The Study Republicans Demanded About Trans Kids Just Backfired. Guess What the Media Isn't Covering?
Utah commissioned actual experts to review the science on gender-affirming care. The results? Inconvenient truths that don't fit the narrative.
In 2023, Utah Republicans rushed through a ban on gender-affirming care for transgender youth, arguing they needed time to examine the science. Utah's gender-affirming care ban was debated, passed, signed by the governor and took effect within days of the 2023 legislative session's commencement, as lawmakers claimed they were just being cautious, wanting to protect kids by waiting for better evidence.
Well, the evidence is in. And it's not what they wanted to hear.
Last week, the Utah Department of Health and Human Services quietly released a more than 1,000-page report, conducted by the University of Utah's Drug Regimen Review Center that completely undermines the justification for the state's ban. The review found that youth who received care before age 18 had better outcomes, especially around depression, anxiety, and suicidality. Hormonal treatments were associated with positive mental health and psychosocial functioning outcomes.
This wasn't some activist report or biased study designed to reach a predetermined conclusion. Unlike the heavily criticized Cass Review from the UK or the Trump administration's recent anonymous hit job disguised as an HHS report, this was conducted by Utah's Drug Regimen Review Center — a little-known body operating out of the University of Utah that has spent over 20 years evaluating prescription drugs for the state's Medicaid program.

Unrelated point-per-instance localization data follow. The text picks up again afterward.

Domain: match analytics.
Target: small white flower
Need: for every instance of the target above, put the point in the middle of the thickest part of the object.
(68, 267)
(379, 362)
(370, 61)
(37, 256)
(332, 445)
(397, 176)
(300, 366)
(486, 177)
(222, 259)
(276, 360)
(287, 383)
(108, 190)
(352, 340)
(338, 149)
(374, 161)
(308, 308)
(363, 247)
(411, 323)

These aren't people with a political agenda; they're pharmacological researchers who crunch numbers for a living.
And their findings were unequivocal: "The conventional wisdom among non-experts has long been that there are limited data on the use of GAHT in pediatric patients with GD. However, results from our exhaustive literature searches have led us to the opposite conclusion."

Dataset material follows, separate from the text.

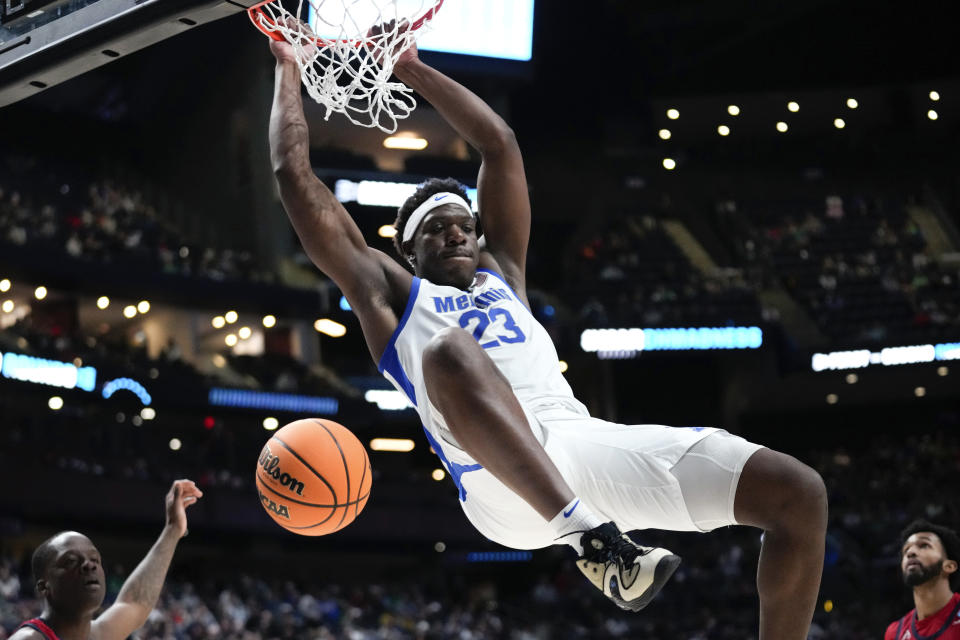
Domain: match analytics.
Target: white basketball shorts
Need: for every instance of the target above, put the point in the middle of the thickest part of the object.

The researchers analyzed 277 studies that included data on over 28,000 young people with gender dysphoria. They found that "there is virtually no regret associated with receiving the treatments, even in the very small percentages of patients who ultimately discontinued them". Most importantly, "Patients that were seen at the gender clinic before the age of 18 had a lower risk of suicide compared to those referred as an adult".